Of course, NYPD officials told ABC that its use of this software comes with legal regulations and that the technology has a proven success rate that eclipses the number of times it has been wrong and led to false arrests. The department also noted that “even if there is a possible match, the NYPD cannot and will never make an arrest solely using facial recognition technology,” begging the question: What else was Williams’ arrest based on?

More from the Times:

On April 21, the police caught Mr. Williams entering the subway through an exit gate in Brooklyn, and learned he was wanted for questioning in the Feb. 10 episode. They took him into custody.

When they interrogated him, Mr. Williams told the police that he had started making deliveries for Amazon on April 1. He explained he had worked in an Amazon warehouse during the Covid-19 pandemic and in Atlanta, but that at the time of the crime, he had been working his Connecticut job with autistic adults.

“That’s not me, man,” he said when the police showed him surveillance images of the flasher. “I swear to God, that’s not me.”

“Of course you’re going to say that wasn’t you,” the detective responded. He then asked what would happen if he pulled Mr. Williams’s employment records.

“Pull it,” Mr. Williams replied. “Please look it up.”

The police charged him the following day.

“The victim positively identified Mr. Williams,” said Brad Weekes, a spokesman for the Police Department. Mr. Weekes said the victim had told detectives she was “confident that was the same person, and only then was probable cause established to make an arrest.”

He said the victim’s photo identification, the questioning of Mr. Williams and his work history at Amazon were all part of the investigation. The police did not contact Amazon to find out the identity of the delivery man.

So, it appears the false identification and the fact that Williams worked for Amazon, which the police didn’t even bother to confirm with the company, were all that was needed for Williams to be falsely arrested and charged. Perhaps it’s true that the cops don’t make arrests “solely using facial recognition technology,” but it doesn’t appear that much else is required. In fact, Weekes claimed emphatically that it was “factually inaccurate” to say that the police had made false arrests based on the technology, even as it appears to largely be the case when it comes to Williams.

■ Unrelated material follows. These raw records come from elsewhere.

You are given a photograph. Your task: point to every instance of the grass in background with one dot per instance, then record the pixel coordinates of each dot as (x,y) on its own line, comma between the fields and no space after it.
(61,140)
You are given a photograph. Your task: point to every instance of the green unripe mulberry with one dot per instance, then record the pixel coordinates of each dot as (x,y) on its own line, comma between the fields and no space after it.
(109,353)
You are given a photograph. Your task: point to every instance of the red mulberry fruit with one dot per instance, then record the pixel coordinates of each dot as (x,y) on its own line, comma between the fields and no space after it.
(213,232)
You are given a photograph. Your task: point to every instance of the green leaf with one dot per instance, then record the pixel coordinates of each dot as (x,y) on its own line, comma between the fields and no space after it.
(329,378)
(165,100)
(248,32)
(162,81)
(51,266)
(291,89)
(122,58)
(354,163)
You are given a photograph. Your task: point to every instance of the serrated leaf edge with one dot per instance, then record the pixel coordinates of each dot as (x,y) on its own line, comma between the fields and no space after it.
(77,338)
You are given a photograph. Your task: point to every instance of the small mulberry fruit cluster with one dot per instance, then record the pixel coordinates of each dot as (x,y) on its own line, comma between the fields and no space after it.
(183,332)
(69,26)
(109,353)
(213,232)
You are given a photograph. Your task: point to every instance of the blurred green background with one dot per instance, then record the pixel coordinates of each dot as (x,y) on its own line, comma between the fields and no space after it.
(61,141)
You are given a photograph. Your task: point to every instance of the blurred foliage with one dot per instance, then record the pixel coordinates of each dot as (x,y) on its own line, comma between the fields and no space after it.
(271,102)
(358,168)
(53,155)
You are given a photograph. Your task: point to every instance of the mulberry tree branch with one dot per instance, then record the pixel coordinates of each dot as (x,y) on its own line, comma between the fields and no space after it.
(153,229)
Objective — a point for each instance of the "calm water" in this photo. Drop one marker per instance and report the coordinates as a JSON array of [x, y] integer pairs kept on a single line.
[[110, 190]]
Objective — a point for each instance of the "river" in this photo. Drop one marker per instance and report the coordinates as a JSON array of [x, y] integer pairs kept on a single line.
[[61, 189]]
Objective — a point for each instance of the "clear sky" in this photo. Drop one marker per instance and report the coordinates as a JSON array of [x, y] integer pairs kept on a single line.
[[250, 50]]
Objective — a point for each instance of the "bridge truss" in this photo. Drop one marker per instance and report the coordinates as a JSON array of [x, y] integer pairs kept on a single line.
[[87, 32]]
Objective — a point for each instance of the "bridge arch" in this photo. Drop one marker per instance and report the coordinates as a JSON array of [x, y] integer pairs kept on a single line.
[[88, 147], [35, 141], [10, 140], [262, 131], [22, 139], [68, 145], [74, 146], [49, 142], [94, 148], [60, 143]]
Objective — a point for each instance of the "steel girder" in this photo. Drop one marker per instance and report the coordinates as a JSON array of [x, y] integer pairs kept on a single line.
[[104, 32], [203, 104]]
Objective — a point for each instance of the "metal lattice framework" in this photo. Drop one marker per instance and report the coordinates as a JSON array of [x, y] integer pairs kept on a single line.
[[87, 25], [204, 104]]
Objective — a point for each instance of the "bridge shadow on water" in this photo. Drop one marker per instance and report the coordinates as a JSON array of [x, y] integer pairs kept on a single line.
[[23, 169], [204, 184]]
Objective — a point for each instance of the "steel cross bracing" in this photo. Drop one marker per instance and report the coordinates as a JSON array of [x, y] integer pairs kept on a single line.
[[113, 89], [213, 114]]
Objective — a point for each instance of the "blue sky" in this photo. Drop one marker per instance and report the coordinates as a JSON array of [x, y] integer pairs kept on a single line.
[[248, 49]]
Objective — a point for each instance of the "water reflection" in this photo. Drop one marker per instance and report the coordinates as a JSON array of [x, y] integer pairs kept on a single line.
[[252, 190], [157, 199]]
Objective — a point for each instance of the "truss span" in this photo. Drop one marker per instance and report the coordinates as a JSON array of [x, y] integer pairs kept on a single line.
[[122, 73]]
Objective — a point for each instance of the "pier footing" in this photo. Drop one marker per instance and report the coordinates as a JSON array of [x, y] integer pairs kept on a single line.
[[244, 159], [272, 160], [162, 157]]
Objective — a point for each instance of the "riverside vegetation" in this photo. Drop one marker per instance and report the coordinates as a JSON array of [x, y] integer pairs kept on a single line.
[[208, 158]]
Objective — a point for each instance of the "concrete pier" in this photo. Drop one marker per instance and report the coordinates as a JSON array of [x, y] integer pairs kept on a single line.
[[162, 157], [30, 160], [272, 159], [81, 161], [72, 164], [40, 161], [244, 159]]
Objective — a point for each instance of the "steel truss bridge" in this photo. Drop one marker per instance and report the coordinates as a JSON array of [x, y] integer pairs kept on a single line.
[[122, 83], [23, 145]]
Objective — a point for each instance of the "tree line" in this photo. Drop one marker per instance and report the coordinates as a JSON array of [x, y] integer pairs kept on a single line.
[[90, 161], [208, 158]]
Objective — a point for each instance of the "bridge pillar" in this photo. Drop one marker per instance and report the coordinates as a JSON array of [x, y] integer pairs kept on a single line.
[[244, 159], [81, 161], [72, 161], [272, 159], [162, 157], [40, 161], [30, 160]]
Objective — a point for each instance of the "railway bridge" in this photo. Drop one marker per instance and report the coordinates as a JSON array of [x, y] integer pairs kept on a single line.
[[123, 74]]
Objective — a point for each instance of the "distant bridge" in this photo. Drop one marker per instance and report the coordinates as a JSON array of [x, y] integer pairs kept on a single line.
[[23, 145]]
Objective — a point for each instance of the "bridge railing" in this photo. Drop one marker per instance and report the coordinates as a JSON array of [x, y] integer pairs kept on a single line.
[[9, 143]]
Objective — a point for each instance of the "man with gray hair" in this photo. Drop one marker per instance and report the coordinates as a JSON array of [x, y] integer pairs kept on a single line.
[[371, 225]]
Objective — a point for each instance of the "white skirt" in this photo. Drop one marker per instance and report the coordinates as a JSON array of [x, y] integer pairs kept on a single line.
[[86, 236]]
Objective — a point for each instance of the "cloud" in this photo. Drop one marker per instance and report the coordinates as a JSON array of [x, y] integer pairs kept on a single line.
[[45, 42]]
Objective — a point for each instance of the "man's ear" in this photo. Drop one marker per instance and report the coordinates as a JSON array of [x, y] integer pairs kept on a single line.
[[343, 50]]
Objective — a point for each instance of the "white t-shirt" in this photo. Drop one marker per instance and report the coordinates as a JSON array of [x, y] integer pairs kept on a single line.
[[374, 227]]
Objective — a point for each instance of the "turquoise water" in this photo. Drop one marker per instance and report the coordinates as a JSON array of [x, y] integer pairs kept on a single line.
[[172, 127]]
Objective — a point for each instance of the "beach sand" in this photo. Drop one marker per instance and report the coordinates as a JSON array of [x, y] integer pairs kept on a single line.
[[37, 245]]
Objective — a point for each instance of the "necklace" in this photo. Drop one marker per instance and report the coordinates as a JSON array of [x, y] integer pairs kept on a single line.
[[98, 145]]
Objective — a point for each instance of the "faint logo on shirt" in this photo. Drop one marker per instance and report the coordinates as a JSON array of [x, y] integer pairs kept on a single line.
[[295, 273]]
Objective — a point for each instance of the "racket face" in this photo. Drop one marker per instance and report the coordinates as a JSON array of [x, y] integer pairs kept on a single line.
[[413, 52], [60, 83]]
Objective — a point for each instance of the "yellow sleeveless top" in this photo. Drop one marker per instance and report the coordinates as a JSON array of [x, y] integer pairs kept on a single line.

“Everyone, including the NYPD, knows that facial recognition technology is unreliable,” Akerman said. “Yet the NYPD disregards even its own protocols, which are meant to protect New Yorkers from the very real risk of false arrest and imprisonment. It’s clear they cannot be trusted with this technology, and elected officials must act now to ban its use by law enforcement.”

Williams said the negative impact of his arrest didn’t end once the charges were dropped.

“I was in the process of becoming a correctional officer at Rikers Island,” he told ABC, adding that “they kind of froze the hiring process” after his arrest.

“I hope people don’t have to sit in jail or prison for things that they didn’t do,” Williams said.